While waiting for the lamb to arrive, my wife (Michelle) and I discussed whether she was up to caring for the orphan--as it would be mostly her job doing all the daytime feeding while I was gone. Then too there was the notorious problem of bottle-fed rams often becoming too tame and becoming aggressive on maturity. Still, once the lamb arrived, and we saw it, (and Michelle held it) the deal was sealed. There was no way the lamb was leaving, if we had any say. So he stayed, and was named Jack (not my choice, but I’m trying not to get attached to him!). We prepared a bottle of replacer and he immediately sucked down about a ¼ cup. He seemed very strong and vigorous, curiously exploring the back porch and the dog kennel where he would spend the first night.
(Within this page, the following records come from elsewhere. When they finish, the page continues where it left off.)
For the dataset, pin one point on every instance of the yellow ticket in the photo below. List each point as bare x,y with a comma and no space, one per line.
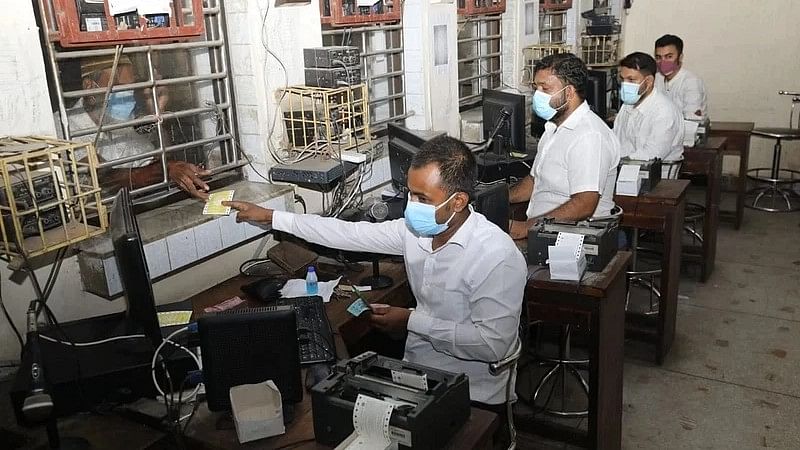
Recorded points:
214,203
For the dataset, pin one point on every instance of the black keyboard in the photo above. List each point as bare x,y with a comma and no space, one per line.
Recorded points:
314,335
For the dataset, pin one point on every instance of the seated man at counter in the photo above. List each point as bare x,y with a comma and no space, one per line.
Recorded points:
575,169
648,124
125,142
683,87
467,314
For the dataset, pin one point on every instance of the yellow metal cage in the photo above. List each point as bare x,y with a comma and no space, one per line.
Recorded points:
326,120
48,192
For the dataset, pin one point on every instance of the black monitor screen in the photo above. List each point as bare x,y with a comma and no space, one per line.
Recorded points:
250,346
135,277
511,135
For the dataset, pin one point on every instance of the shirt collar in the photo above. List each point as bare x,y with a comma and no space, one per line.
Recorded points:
572,121
461,237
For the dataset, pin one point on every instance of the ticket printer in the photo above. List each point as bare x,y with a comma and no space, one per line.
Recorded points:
599,241
429,405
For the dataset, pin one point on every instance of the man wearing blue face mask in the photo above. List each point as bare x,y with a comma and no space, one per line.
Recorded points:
573,175
125,142
648,124
467,275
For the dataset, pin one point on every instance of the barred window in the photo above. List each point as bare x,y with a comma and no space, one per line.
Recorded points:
168,102
382,68
479,52
552,27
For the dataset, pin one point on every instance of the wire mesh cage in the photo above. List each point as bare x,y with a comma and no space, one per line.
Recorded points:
600,50
534,53
326,120
49,191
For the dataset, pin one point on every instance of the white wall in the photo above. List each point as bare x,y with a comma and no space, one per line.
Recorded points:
24,104
745,51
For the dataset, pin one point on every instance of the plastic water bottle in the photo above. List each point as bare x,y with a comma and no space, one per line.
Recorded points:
312,286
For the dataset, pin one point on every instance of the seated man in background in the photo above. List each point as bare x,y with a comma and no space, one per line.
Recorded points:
467,275
125,142
684,88
648,124
575,169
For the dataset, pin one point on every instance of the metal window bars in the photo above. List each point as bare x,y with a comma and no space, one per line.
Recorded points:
198,123
479,56
382,68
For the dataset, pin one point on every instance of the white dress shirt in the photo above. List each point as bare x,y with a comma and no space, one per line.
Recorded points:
469,291
687,91
580,155
654,129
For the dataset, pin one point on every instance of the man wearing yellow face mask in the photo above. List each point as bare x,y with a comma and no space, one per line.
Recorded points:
125,142
648,124
467,275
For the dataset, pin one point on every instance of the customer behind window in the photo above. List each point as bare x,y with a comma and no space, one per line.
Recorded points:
648,124
126,142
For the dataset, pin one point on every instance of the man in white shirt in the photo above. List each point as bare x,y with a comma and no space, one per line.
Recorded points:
648,124
685,88
467,275
125,142
573,175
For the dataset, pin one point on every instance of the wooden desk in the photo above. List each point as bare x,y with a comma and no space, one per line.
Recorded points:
738,135
202,433
707,161
659,210
597,306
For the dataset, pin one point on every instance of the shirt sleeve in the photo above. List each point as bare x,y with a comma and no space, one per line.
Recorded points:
693,98
384,237
585,162
657,134
495,309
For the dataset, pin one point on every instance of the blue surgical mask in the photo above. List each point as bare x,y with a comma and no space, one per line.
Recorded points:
629,92
121,105
421,218
541,104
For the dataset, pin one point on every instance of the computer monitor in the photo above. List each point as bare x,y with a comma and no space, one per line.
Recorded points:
491,200
403,145
141,306
250,346
511,135
597,92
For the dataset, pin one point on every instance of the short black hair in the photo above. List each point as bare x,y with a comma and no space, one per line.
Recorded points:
642,62
568,68
670,39
457,167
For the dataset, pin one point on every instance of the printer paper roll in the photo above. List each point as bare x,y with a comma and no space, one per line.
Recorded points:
371,423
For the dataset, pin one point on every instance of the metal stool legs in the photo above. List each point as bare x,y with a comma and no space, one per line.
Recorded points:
565,366
643,278
773,195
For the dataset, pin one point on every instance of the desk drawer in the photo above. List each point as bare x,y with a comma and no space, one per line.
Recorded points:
560,314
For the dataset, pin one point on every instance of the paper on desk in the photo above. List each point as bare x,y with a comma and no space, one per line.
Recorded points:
297,288
690,132
566,258
371,425
628,181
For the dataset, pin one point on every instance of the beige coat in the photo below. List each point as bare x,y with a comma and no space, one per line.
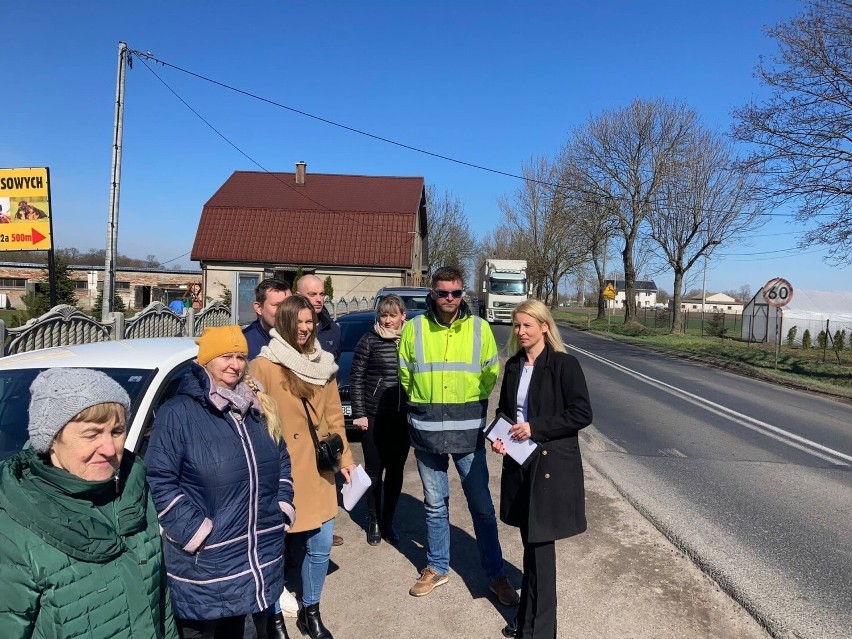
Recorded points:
315,493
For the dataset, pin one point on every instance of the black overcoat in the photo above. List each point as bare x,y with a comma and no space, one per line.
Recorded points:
546,499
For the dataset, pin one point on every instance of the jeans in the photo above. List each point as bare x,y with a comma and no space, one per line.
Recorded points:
473,473
309,552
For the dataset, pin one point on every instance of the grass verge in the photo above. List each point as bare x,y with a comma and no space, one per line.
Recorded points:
812,369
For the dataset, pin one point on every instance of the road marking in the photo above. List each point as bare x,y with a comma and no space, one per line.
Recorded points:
786,437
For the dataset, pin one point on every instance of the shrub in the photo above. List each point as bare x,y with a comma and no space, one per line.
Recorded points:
716,325
791,336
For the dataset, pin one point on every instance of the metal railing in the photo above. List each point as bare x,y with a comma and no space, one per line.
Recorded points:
65,326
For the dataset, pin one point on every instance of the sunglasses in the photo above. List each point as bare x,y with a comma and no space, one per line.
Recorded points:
457,293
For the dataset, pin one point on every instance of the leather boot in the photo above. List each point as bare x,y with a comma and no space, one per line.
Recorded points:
275,628
310,623
389,533
374,535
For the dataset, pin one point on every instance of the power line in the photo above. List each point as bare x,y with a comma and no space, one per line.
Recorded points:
301,193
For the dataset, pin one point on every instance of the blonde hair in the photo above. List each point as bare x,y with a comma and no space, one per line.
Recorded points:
270,409
101,414
540,313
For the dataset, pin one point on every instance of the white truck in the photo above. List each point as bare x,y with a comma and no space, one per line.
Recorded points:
503,285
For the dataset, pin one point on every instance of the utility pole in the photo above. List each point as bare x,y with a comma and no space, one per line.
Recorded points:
115,186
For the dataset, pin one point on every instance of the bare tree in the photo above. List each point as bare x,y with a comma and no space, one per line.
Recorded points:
541,219
802,131
702,204
624,157
451,242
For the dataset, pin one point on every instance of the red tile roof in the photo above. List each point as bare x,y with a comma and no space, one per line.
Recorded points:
348,220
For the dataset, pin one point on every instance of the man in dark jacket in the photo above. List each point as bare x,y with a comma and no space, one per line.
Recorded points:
267,298
328,331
A very good start, (compared to our miserable experience last year with the premature, weak, non-suckling lamb). We went to bed confident we had made the right decision and Jack was going to be OK.

2 comments:

Unknown said...

Hi Gevan,
Fun story about your bottle babies. In my experience a bottle ram doesn't have to be a monster when it grows up, obviously one does not want to overly tame them, but they can be okay too. I would feed it but handle it as little as possible and let it run with the flock between feedings. My ram Tucker, now seven years old, was a bottle baby and he has grown up to be a delightful, respectful, but friendly, gentle little guy.

Terri_A said...

Gevan, This blog is really cool. We really love your new babies!!!!!!
Also, the black is amazing! Worth the wait eh???!!!!